A Review of the Emirates Air-Line
I think it’s only fair that I put down all my thoughts on the Emirates Air-Line, so that others can criticise what I have said.
Construction and Design
People have criticised the cost of the cable-car, but then they are not buying a cheap cable-car, but a quality one designed for a long life.
As far as I can tell, everything looks and feels right. As an example, the seats in the gondolas are very comfortable and of a standard you’d expect in a quality commuter train. The doors close tightly and there was no noise at all. There was little sway and only a slight downwards movement as the gondola descended into North Greenwich.
It took a lot to get C into something like this, but I think she’d have approved.
Ticketing and Boarding
As I showed here, there was a bit of a queue, when I arrived due to people having to buy their boarding passes.

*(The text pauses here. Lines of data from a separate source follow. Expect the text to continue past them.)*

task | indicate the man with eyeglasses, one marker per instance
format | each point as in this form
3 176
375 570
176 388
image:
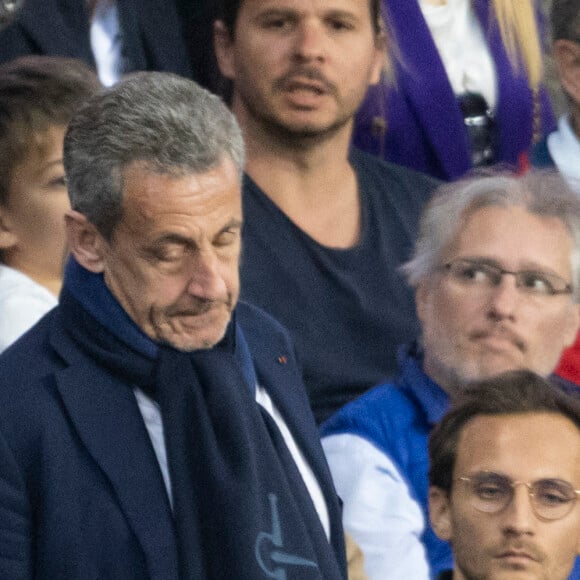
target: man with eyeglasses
505 480
496 273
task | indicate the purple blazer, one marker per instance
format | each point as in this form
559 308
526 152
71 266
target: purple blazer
424 125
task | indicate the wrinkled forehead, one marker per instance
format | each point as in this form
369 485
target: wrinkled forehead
516 236
522 446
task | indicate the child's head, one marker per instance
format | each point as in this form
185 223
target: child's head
38 96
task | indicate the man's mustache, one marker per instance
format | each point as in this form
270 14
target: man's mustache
306 73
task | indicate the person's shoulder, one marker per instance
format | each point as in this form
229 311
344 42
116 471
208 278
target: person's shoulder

Because I was using my Oyster card, I was allowed to bypass the ticket desks and go straight to boarding. Whether they will allow this at all times, I do not know, but it certainly meant I got the cheaper Oyster ticket (£3.20 instead of £4.30) and speedy boarding as well.
You don’t get the Emirates Air-Line free with a Freedom Pass, but you do get a discount on the ticket if you queue up at the ticket office. Judging by the number of people I saw in their last third of life at the system, it will be popular, as it gives such wonderful views if the city. But let’s face it, the cost is only a pound more than a cappuccino in Starbucks.
It really was very smooth and probably more so than the system in Singapore, that I travelled on with C. That system incidentally costs £13.0 for a round trip, whereas a return ticket on the Emirates Air-line is £6.40.
I thought you might get intrusive adverts, but you only got the odd subtle ones, like “Thank you for using the Emirates air-line”. I can live with that.
I saw three wheel-chair passengers in the short time, I was there and one, who I think was from North America with a really hi-tech wheelchair, said it was very good. They also have lifts at both ends to get to the loading point, which means that anybody on crutches or sticks, should have no trouble getting on. There was plenty of staff about, but remember it is early days. On the other hand, the contractor, MACE, is operating the system at present and I suspect they’d like to sell more based on their experience with the Emirates Air-Line.
With my experience of project management, I’ve seen few projects with as high an overall standard as this one.
There is a major small problem with the overall system and that is that kids will love it. Or mine certainly would have done! So parents might get a bit fed up with being pestered for a ride.
I also think that a few more cafes and restaurants at the Royal Docks end are needed. But that is not really a problem, but an opportunity.